ЧК.
Манцев закончил читать бумагу Штальберга, сделал в тексте пометки красным карандашом и поднял телефонную трубку.
– Это Манцев… Соедини-ка меня с Феликсом Эдмундовичем… Феликс Эдмундович, доброе утро, Манцев беспокоит. Я бы мог зайти к Вам по важному делу… Прямо сейчас… иду.
Дзержинский стоял, прислонившись спиной к печке-голландке.
– Вы садитесь, Василий Васильевич, не обращайте на меня внимания, спина очень болит. Так что у Вас?
Манцев протянул листки, исписанные Штальбергом.
Дзержинский читал быстро, словно схватывая самую суть.
– Курите, не стесняйтесь.
Он продолжал читать. Потом взял одну страницу и еще раз внимательно просмотрел ее.
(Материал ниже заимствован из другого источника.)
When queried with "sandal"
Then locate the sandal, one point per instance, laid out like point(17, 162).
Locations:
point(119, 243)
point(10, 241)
– Вы подчеркнули, Василий Васильевич, самую суть откровений этого добровольца-охранника. Каковы предложения? Впрочем, я догадываюсь. В Вашей папке лежит проект вербовки и обязательство Штальберга работать на нас. Так?
– Так.
– Что же Вы ему хотите поручить?
– Работу с интеллигенцией. Писатели, актеры, художники, журналисты.
– А зачем, этот контингент у нас достаточно хорошо оперативно прикрыт. А потом Вы обратили внимание, насколько близко Штальберг прикоснулся к немецким деньгам, вполне возможно, он знает больше чем пишет.
– Возможно.
– А нужен ли нам такой свидетель… да еще хороший журналист?
– Я как-то не подумал, товарищ председатель.
– И напрасно. Меня заинтересовала его встреча с Саблиным. Человек, которого Троцкий грозился расстрелять, вдруг появляется в Москве, в форме командарма, с адъютантом и охраной, шляется по кабакам, кутит, и почему-то интересуется ценностями Мамонта Дальского и Митьки Рубинштейна. Зачем ему деньги. Зимой мы покончили с Кронштадтским мятежом, добиваем антиновщину в Тамбове. Эсеры подняли головы. Они готовят новые восстания, и Саблин прекрасная фигура, чтобы стать королем новой Вандеи.
– Но ведь товарищ Троцкий оказал ему огромное доверие.
– Троцкий, на мой взгляд, типичный политический авантюрист. Пока он в силе, но это ненадолго.
Дзержинский достал папиросу, долго разминал ее, прикурил:
– Вашего патриота-охранника вербовать не надо, пусть работает по Саблину, станет его тенью, а как закончим разработку, Блюмкин знает, что делать.